Caio Blat e Paolla Oliveira

O ator brasileiro Caio Blat, 45 anos, está na segunda temporada da série da Netflix. Em recente conversa com o PÚBLICO Brasil, ele contou que interpreta um traficante que quer recuperar o que sobrou das drogas. O personagem de Blat, chamado Fagner, é uma espécie de faz tudo de chefe do grupo, Ofélia, interpretada pela também brasileira Paolla Oliveira, 43.

“É como se eles fossem os responsáveis pela remessa de droga que se perdeu nos Açores”, disse o ator, adiantando que haverá um clima de sedução entre a dupla. “Fagner é como um capanga para a Ofélia, mas existe uma relação no ar entre eles”, afirmou. A Netflix informa que a obra, baseada em fatos reais, foi criada por Augusto Fraga. Na primeira temporada, exibida em 2023, a história se concentrou nos jovens pescadores que encontraram a cocaína boiando no litoral da vila de Rabo de Peixe.

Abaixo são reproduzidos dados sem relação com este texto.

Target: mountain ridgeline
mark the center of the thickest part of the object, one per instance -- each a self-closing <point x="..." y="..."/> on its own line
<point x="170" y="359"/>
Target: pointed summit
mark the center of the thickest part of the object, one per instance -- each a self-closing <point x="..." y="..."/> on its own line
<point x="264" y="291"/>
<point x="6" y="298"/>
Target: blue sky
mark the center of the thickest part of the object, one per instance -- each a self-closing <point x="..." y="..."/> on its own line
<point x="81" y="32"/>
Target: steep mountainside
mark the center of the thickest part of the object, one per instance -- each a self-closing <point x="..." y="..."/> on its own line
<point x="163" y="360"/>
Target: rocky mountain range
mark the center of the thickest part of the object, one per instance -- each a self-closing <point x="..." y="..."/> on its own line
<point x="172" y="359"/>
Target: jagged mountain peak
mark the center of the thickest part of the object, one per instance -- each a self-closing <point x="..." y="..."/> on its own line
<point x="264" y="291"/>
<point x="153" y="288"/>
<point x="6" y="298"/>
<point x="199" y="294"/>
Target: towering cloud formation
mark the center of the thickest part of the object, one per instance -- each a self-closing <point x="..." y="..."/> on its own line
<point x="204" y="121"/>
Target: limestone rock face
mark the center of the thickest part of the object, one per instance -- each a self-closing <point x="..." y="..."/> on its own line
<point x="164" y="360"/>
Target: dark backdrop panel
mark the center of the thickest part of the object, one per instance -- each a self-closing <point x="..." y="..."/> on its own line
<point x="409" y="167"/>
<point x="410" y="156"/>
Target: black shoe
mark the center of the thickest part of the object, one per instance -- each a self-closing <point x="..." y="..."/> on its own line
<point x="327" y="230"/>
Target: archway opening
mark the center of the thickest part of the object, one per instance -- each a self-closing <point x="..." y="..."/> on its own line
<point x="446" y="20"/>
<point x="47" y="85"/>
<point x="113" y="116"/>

Para Caio Blat, que passou três meses entre Lisboa e os Açores para gravar a atração, atuar em Rabo de Peixe foi a realização de um sonho. “Sempre tive esse sonho de fazer um trabalho legal em Portugal, de passar uma temporada maior, de conhecer diretores, escritores e artistas do país. Rabo de Peixe veio, exatamente, realizar esse sonho. E o diretor Augusto Fraga é um cara com uma cabeça incrível, com milhões de ideias”, elogiou.